Plant sterols have also been found to have a protective effect against lung cancer [158]. In this study, intake of about 144 mg/d of plant sterols was associated with reduction in risk for lung cancer even after controlling of confounding factors, i.e. tobacco smoking, vegetables, fruits, and antioxidant substances. Total dietary plant sterol intake was found to be inversely associated with breast [159]), stomach [160], and esophageal [161] cancers.

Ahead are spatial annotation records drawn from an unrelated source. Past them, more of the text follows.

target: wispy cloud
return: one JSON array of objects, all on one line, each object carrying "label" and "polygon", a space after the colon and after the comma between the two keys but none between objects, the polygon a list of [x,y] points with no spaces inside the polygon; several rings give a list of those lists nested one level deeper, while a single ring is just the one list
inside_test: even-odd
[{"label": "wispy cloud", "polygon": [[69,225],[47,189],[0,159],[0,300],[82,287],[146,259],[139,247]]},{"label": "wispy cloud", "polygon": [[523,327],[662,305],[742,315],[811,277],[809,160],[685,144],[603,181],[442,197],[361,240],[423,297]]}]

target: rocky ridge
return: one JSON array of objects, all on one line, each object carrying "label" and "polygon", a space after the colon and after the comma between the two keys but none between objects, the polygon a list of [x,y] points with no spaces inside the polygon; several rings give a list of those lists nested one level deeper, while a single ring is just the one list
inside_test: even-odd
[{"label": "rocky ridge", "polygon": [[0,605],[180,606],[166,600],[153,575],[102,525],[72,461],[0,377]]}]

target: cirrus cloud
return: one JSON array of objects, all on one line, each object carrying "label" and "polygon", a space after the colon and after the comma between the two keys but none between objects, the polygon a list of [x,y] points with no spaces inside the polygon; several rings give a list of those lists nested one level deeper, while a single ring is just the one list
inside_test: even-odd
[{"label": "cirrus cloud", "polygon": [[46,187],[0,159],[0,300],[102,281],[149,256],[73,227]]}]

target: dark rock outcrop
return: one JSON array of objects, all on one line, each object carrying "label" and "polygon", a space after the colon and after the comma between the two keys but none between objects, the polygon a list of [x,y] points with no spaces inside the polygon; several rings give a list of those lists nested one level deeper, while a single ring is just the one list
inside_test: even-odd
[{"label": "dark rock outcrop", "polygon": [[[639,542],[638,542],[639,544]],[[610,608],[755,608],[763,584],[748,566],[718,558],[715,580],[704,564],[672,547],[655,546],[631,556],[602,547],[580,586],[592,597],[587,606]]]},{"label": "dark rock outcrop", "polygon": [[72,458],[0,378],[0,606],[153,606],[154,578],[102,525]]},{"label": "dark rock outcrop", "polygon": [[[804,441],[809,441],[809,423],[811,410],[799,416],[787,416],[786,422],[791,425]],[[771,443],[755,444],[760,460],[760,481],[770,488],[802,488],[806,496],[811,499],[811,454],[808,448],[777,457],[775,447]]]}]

It was found that women with highest quartiles of total dietary intakes of plant sterols (>122 mg/d) had reduced risk of endometrial cancer [162], and intake of more than 521 mg/d reduced risk of ovarian cancer [163]. On the other hand, in a prospective epidemiological study, high dietary intake was not associated with reduced risk of colon and rectal cancers [156]. However, the intake of plant sterol might reduce the risk of more than one type of cancer.